Tanya Khovanova's Math Blog

by Andrew Buchanan, Tanya Khovanova, and Alex Ryba

We got this problem from Rados Radoicic:

A 7 by 7 board is covered with 38 dominoes such that each covers exactly 2 squares of the board. Prove that it is possible to remove one domino so that the remaining 37 still cover the board.

Let us call a domino covering of an n by n board saturated if the removal of any domino leaves an uncovered square. Let d(n) be the number of dominoes in the largest saturated covering of an n by n board. Rados’ problem asks us to prove that d(7) < 38.

Let’s begin with smaller boards. First we prove that d(2) = 2. Suppose that 3 dominoes are placed on a 2 × 2 board. Let us rotate the board so that at least two of the dominoes are horizontal. If they coincide, then we can remove one of them. If not, they completely cover the board and we can remove the third one. Similarly, you can check all the cases and show that d(3) = 6.

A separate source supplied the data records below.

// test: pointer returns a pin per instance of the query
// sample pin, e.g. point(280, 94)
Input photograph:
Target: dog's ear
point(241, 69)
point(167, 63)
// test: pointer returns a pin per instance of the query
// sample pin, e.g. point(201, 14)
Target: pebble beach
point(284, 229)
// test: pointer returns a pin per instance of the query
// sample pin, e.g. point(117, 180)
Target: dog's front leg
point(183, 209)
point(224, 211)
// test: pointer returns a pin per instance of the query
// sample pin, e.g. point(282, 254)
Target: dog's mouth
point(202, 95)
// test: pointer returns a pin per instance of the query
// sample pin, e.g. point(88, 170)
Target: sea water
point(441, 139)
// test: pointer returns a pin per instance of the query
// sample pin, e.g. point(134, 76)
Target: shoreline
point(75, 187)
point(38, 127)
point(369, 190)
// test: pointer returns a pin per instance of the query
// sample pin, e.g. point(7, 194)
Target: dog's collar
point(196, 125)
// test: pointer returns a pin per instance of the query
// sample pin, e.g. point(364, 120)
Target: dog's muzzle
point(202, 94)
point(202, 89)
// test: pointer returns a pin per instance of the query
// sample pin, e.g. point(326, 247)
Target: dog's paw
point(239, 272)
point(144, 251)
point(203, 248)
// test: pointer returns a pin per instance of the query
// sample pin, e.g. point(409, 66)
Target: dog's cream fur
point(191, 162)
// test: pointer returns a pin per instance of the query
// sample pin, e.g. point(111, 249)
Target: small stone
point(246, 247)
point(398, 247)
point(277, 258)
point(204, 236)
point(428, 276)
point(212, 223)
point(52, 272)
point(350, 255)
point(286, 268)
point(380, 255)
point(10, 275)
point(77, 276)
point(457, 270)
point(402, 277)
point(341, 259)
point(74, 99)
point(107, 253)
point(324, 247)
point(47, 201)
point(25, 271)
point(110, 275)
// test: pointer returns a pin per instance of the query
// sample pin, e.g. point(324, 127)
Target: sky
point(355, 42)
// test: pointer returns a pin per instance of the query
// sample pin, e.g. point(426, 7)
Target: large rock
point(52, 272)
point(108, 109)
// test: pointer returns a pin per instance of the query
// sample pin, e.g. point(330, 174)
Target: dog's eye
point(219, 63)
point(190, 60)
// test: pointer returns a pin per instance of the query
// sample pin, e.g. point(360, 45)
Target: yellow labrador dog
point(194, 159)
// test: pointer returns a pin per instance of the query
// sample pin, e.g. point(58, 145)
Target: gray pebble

Now consider a saturated domino covering of an n × n board. We can view the dominoes as vertices of a graph, joining two if they share a cell of the board. No domino can share both cells with other dominoes, or we could remove it. Hence, each domino contains at most one shared cell. This means that all the dominoes in a connected component of the graph must overlap on a single shared cell. Hence, the only possible connected components must have the following shapes:

The largest shape in the picture is the X-pentomino. We can describe the other shapes as fragments of an X-pentomino, where the center and at least one more cell is intact. We call these shapes fragments.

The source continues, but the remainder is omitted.